I do find it frustrating when consequentialists argue for all kinds of unpopular things on grounds of total value, like long-termism, and imply common intuitions aren't persuasive, but then shy away from logical conclusions when it would violate their intuition.
(Not saying Scott Alexander presents himself as a strict EV maximizer or applies to him)
What about a framing where we think one living human-inhabited planet and one dead planet versus two thriving planets? In this case, the case with double population seems way better than the one planet scenario? Does it convey the more people=good idea better than a single, more populated world?
If ever there was an underserved EA cause, this is it.
I've been meaning to write up "fertility as a new EA cause area" for a while; I'm glad you scooped me on this!
One eye-opening article for me was https://ifstudies.org/blog/the-global-fertility-gap, where it turns out that fertility is shrinking quickly not just in developed countries, but developing ones like India too.
Yes, until recently I wasn't aware of how fast fertility was plunging everywhere!
See also the Population Wellbeing Initiative: https://sites.utexas.edu/pwi/. They're well-funded and working on similar issues. Consider reaching out.
Thanks, I was unaware of them.
I also accept the repugnant conclusion. Using that as a counter-argument against population growth has struck me as pretty selfish- and I don't get why people think it's so compelling.
I think having a family is one of the best things that people regularly do.

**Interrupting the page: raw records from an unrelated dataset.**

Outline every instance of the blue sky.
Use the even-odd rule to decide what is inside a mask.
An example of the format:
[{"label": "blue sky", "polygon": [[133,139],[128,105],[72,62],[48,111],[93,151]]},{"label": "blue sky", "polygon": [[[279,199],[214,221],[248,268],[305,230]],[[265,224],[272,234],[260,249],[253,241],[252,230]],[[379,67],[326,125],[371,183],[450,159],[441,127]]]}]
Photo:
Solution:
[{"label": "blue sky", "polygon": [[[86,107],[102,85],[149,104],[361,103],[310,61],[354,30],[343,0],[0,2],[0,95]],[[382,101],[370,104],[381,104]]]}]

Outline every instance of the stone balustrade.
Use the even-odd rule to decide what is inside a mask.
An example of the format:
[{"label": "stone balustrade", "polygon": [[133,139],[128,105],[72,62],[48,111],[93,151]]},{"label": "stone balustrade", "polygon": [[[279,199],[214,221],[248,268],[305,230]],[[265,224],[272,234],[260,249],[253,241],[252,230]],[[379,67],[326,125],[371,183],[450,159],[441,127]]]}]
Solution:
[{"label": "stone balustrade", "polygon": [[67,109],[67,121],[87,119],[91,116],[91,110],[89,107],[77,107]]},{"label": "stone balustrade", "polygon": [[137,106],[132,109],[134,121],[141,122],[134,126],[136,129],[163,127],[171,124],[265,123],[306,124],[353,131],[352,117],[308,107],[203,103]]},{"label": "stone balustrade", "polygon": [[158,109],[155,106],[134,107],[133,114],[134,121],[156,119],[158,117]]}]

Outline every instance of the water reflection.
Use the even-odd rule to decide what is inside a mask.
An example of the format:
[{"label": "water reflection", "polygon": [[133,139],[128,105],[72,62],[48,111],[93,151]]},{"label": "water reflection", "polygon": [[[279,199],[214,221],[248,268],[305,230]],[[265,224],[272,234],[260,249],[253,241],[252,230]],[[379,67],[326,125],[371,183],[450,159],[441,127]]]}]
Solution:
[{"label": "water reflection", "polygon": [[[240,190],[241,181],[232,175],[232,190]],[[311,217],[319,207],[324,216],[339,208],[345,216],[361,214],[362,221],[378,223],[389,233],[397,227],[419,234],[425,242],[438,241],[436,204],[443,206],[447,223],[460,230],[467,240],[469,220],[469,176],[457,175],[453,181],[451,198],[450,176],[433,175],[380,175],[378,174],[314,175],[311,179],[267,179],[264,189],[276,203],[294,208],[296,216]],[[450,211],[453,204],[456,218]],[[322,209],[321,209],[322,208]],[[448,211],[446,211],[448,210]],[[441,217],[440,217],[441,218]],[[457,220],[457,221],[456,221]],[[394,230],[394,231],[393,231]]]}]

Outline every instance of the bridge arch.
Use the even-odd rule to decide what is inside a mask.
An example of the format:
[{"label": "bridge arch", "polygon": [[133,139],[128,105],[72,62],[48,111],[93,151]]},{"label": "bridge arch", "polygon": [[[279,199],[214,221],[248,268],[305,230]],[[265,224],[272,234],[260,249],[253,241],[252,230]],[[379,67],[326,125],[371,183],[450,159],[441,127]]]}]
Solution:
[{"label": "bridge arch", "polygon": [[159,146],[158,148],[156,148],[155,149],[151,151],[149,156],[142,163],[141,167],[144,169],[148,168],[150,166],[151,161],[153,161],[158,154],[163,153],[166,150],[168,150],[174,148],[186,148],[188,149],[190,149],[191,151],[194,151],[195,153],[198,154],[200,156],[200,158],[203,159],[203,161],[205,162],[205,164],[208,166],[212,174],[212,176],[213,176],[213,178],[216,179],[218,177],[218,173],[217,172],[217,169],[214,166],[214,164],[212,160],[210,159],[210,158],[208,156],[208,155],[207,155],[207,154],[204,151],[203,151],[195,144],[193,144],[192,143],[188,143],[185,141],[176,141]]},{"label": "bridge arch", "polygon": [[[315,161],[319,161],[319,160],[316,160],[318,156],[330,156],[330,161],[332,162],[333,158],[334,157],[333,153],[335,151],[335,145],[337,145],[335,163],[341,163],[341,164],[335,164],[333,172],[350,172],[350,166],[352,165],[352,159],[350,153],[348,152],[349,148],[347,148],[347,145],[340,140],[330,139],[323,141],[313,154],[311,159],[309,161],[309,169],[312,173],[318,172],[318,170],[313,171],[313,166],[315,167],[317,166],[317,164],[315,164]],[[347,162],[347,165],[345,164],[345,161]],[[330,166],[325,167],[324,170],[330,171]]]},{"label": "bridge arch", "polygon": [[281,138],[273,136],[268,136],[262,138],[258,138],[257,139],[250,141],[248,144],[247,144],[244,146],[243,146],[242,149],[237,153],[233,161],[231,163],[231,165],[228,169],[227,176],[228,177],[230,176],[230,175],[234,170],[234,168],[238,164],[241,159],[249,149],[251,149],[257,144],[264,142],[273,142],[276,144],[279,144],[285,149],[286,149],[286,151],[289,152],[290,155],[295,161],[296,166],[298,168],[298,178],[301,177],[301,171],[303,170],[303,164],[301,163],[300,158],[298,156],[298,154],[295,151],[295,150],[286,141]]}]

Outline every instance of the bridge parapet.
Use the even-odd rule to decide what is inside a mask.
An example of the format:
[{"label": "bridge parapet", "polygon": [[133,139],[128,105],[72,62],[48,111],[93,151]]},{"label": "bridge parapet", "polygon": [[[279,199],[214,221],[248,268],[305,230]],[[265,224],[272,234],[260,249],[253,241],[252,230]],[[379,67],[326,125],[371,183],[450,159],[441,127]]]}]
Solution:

I do find it frustrating when consequentialists argue for all kinds of unpopular things on grounds of total value, like long-termism, and imply common intuitions aren't persuasive, but then shy away from logical conclusions when it would violate their intuition.
(Not saying Scott Alexander presents himself as a strict EV maximizer or applies to him)
What about a framing where we think one living human-inhabited planet and one dead planet versus two thriving planets? In this case, the case with double population seems way better than the one planet scenario? Does it convey the more people=good idea better than a single, more populated world?